Carey calls back issues the “long tail” of digital editions. “Like book publishers, we’re making our ‘back list’ more easily accessed by readers,” he emailed. “Much of the content is truly timeless.”

Enthusiast publisher Bonnier has had a similar experience. At its Popular Science, which has been on the iPad since its launch, back issues have accounted for 40 percent of its single digital copies sold this year, said Gregg Hano, Popular Science’s publisher. At sibling title Popular Photography, the figure is 41 percent.
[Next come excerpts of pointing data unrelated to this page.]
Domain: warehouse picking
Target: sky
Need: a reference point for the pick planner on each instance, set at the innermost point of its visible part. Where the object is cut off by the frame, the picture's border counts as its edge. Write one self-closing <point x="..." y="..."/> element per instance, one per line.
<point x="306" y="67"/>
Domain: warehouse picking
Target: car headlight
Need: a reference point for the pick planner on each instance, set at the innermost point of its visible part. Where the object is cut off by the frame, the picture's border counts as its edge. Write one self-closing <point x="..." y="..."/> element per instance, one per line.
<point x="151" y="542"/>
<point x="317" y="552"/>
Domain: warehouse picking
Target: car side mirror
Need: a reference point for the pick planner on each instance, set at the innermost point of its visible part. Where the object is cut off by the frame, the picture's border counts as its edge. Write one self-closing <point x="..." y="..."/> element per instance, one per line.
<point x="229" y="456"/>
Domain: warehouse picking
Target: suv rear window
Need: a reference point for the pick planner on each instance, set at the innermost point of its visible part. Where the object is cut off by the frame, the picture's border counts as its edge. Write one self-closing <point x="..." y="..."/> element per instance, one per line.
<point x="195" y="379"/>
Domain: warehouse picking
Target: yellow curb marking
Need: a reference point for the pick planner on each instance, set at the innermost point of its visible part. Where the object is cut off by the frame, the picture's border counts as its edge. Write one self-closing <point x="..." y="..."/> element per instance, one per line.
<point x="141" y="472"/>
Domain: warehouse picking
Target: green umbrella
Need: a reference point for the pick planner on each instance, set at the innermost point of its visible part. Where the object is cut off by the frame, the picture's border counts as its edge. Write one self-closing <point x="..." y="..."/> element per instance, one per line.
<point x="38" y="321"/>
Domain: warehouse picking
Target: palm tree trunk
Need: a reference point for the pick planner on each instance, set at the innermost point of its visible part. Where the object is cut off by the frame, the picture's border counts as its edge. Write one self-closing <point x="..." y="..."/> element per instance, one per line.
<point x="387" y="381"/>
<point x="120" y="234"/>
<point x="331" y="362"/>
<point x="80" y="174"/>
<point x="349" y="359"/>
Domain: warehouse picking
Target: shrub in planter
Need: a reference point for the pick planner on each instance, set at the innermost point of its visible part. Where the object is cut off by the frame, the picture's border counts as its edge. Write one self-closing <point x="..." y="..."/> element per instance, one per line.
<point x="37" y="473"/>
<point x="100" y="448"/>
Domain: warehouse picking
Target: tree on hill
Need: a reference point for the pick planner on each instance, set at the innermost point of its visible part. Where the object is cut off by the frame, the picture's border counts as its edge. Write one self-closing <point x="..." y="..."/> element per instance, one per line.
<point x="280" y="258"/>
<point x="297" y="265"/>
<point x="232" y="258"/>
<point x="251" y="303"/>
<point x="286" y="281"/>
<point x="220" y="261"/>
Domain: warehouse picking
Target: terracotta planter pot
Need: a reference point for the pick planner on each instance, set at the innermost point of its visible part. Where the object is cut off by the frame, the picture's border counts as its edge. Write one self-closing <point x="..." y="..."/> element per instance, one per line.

It’s hard to see news-driven magazines selling a lot of back issues, but for those with evergreen content, back issue sales have the potential to be big business. Martha Stewart Living and Everyday Food report that one-fourth of their digital single copies sold on the iPad are back issues. “Our readers have always told us they archive every issue of our magazines and regularly refer back to them, and they’re archiving issues digitally now as well,” a Martha Stewart Living Omnimedia rep said.

Similarly, people also are drawn to back issues like Popular Science’s Best of What’s New that have a long shelf life, Hano said. Even with Bonnier’s back issues being priced lower than current editions ($2.99 versus $4.99), he said, “We have found this to be really good for our business.”

Pleased by the appeal of back issue sales, publishers are now mulling how to make the most of them by getting them in front of readers in tablets’ app stores. They may have to wait, though. At least for now, the sale of multiple back issues is limited to the iPad; sources said only one back issue per title is available on Barnes & Noble’s Nook and the Kindle Fire.